Darn. I guess I'll scratch the idea of Phenos altogether...too bad because they're a great looking fish, but I don't want to make them miserable. What about Cyrtocara Moorii instead? Seems like they might hold up a bit better.


----------



## noki (Jun 13, 2003)

Moorii actually come from the same type of environment. Both would be cool in schools. I've always had the impression that Rostratus were rather shy and wanted to be in larger groups for a male to show full color. The problem Chester describes is a large male becoming hyperdominant, which is always a possible problem with many species.

135 really isn't that big of a tank for large Haps, so don't get carried away. If you got a large male alpha Rostratus that went hyperdominant, a 6 foot long tank isn't big enough anyway.

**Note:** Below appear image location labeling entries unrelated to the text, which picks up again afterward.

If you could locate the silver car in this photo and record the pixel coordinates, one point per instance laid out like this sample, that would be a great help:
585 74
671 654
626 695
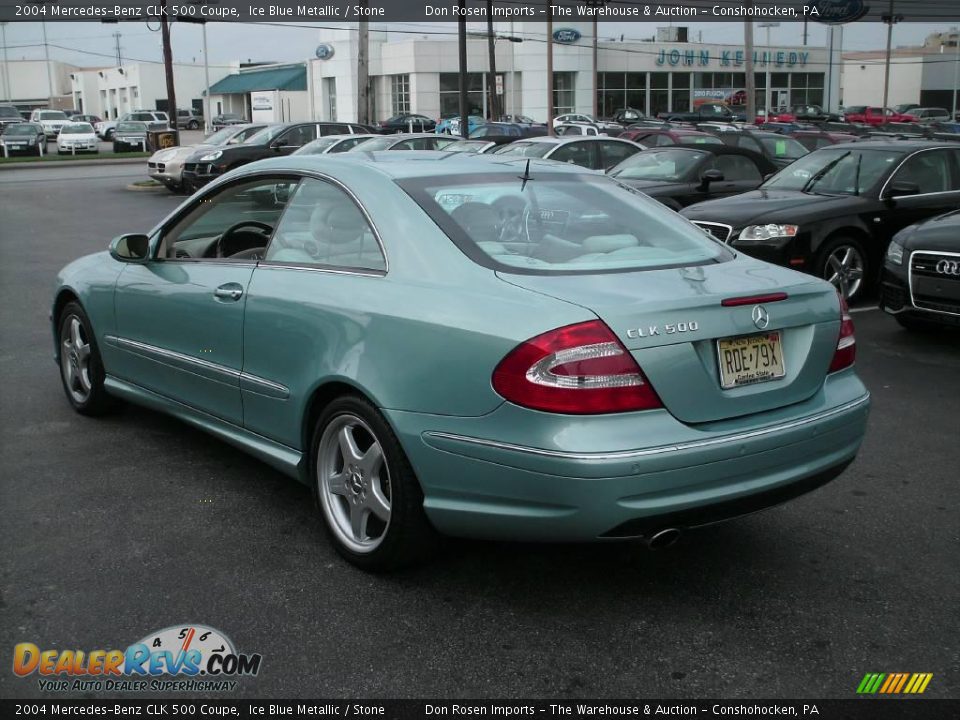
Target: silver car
166 165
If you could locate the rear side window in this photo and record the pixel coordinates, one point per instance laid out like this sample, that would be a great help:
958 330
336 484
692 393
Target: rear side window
559 223
323 226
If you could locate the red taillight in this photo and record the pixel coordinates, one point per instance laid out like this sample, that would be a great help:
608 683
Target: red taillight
578 369
846 351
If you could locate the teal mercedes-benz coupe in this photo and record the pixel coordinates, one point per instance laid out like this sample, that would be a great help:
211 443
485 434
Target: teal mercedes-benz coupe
476 346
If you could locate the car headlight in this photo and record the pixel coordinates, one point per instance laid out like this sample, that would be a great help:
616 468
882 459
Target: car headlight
895 253
759 233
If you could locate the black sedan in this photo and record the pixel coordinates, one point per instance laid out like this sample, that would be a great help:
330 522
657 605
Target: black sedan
921 274
679 177
26 138
279 139
833 212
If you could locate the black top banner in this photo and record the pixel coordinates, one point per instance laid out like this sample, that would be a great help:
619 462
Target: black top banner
299 11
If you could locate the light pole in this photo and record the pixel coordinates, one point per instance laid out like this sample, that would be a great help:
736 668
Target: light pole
768 94
8 93
890 19
46 53
956 68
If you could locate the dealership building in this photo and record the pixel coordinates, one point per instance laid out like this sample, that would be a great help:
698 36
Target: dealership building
419 73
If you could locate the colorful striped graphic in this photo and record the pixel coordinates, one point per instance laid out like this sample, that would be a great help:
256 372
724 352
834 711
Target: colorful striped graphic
894 683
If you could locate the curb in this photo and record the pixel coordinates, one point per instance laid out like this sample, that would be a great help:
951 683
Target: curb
70 163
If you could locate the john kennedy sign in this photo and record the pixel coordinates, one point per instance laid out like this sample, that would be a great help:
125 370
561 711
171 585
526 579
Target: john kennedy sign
731 58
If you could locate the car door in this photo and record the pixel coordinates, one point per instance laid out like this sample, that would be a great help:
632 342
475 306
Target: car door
582 153
180 313
311 296
294 138
740 175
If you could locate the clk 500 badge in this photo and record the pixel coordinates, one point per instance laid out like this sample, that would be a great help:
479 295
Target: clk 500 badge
668 329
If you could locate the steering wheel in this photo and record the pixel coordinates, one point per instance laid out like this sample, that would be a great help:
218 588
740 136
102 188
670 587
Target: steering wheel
234 240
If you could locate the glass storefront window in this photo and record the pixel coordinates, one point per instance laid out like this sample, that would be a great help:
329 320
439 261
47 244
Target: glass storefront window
564 94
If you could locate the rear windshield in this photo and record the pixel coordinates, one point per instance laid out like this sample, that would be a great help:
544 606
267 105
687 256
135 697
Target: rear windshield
669 165
560 223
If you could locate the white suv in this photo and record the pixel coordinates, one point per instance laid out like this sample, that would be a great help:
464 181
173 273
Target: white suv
51 120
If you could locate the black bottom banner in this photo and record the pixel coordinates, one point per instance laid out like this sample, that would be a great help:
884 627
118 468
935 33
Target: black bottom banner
853 709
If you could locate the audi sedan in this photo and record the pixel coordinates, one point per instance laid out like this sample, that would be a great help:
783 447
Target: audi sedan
921 274
480 346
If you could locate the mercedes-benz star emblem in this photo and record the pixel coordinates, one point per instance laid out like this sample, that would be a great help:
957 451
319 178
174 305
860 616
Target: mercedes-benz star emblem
760 317
948 267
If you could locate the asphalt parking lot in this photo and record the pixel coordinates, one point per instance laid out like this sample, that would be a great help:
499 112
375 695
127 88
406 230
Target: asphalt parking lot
116 527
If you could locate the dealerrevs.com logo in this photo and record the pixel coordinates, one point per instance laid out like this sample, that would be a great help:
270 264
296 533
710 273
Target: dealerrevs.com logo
186 658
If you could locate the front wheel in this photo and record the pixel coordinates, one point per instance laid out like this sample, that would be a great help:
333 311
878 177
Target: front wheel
369 497
843 263
81 368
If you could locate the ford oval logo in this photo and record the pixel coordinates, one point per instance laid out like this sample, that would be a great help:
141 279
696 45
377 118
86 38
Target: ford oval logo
838 12
566 35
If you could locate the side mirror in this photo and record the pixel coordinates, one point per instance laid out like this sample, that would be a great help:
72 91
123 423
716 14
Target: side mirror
709 176
902 187
132 247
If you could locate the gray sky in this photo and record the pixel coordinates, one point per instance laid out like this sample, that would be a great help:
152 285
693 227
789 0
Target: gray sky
92 44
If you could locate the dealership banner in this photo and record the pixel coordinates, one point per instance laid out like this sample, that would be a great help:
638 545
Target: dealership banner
332 11
554 709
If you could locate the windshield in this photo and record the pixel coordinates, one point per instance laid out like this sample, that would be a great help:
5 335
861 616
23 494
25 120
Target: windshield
559 223
783 147
220 137
842 170
531 149
667 165
20 129
77 129
265 136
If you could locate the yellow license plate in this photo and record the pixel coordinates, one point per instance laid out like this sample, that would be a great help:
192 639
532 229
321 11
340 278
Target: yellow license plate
750 359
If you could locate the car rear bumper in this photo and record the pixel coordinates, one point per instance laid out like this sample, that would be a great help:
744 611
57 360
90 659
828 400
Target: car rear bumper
581 479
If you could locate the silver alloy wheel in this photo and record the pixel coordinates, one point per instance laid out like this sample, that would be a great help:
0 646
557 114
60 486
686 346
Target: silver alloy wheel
75 360
844 269
354 483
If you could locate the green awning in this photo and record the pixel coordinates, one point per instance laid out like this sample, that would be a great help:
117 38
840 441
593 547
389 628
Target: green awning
287 78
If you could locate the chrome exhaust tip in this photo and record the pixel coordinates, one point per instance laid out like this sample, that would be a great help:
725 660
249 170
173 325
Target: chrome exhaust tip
663 539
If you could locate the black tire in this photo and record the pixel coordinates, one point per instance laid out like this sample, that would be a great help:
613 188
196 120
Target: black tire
840 246
407 538
89 397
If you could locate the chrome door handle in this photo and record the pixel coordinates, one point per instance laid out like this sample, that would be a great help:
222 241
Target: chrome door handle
228 292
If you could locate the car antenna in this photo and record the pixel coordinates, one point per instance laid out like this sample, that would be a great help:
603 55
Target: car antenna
525 176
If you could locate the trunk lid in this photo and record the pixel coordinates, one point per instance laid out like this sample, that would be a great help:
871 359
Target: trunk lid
670 320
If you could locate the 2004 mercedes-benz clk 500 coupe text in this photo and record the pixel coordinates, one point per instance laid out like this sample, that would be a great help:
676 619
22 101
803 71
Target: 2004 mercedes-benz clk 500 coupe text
477 346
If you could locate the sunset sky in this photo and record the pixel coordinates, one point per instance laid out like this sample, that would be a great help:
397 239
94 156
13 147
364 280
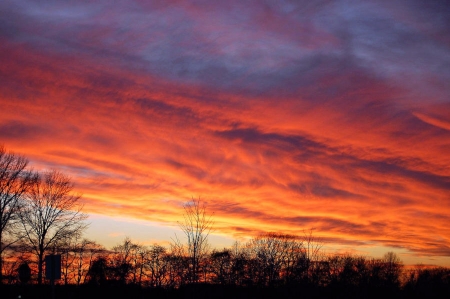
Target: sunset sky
280 115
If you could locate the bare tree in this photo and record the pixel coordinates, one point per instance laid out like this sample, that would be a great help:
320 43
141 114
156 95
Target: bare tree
196 226
52 212
15 179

Still, I'm for trying what you really want, if within reason and you are aware of possible problems. How about 3 schools... Rostratus, Moorii, and Venustus? All 3 from sandy areas, 3 completely different colors.


----------



## chopsteeks (Jul 23, 2013)

noki said:


> 135 really isn't that big of a tank for large Haps, so don't get carried away. If you got a large male alpha Rostratus that went hyperdominant, a 6 foot long tank isn't big enough anyway.
> 
> Still, I'm for trying what you really want, if within reason and you are aware of possible problems. How about 3 schools... Rostratus, Moorii, and Venustus? All 3 from sandy areas, 3 completely different colors.


Agree 100% about 135 gallons not quite big enough for large haps.

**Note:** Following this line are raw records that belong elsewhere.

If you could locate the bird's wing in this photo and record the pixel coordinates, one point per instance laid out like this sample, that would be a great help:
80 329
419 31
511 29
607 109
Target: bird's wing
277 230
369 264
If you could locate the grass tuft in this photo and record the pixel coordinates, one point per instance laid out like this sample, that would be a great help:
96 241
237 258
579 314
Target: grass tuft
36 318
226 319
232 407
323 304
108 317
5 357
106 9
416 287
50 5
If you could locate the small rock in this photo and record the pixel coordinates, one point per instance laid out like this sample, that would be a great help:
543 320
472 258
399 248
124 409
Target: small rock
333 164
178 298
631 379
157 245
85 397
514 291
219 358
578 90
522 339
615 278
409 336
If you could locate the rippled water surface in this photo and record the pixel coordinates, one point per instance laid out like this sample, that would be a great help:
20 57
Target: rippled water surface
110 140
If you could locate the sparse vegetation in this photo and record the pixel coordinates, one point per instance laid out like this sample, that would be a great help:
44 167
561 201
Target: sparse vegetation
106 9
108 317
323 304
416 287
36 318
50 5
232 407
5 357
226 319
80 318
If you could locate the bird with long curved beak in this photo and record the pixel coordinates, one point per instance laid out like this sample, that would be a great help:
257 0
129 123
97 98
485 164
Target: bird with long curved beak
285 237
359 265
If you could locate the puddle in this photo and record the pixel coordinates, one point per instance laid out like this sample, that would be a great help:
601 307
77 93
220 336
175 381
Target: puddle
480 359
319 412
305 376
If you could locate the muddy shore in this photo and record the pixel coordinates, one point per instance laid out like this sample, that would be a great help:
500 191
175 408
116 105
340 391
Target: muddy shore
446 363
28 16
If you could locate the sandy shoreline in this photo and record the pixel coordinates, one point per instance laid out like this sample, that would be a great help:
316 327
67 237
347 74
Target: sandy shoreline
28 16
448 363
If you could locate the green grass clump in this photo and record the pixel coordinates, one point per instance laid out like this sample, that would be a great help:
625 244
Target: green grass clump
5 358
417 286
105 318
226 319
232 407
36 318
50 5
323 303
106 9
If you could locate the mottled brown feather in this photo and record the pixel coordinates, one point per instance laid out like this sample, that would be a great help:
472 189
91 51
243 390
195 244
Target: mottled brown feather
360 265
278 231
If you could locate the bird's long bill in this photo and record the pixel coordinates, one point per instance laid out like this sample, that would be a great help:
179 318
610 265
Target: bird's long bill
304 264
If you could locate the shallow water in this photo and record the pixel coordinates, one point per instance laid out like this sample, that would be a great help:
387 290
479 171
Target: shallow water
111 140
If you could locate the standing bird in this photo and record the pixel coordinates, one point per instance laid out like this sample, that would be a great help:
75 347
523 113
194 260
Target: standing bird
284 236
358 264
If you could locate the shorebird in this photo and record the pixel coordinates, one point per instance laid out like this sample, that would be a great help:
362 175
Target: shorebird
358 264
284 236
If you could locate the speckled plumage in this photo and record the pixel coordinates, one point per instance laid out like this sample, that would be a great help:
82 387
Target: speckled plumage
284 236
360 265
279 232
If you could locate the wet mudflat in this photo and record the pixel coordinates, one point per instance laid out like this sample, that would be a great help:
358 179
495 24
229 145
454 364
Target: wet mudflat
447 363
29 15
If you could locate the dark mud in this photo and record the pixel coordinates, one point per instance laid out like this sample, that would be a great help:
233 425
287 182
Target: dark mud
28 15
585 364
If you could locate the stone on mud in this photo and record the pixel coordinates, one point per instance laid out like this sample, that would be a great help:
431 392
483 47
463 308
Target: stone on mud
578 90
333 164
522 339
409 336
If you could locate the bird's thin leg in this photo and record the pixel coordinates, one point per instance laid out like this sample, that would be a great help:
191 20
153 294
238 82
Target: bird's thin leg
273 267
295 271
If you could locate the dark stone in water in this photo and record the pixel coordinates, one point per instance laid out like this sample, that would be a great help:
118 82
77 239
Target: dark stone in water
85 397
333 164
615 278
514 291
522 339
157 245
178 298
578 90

I have a school of Blue Moorii Dolphins in a 125 gallon tank. When they spawn, the male, around 7", will clear out more than half of the 6 foot tank putting everyone on one side. A week ago, a 6" Malawi Eye Biter did the same trying to mate with a clown loach.

Blue Dolphin is a great choice, very active and both males and females can stand on their own.


----------



## chiroken (Sep 25, 2007)

Loved my 8" rostratus, had to give him up though as he was a terror. Killed a 7" livingstonii. Terrorized a 7" borleyi, 7" venustus, 6" milomo in a 72" tank. Did I mention I loved him? Man what an awesome fish he was. Sad to give him up.


----------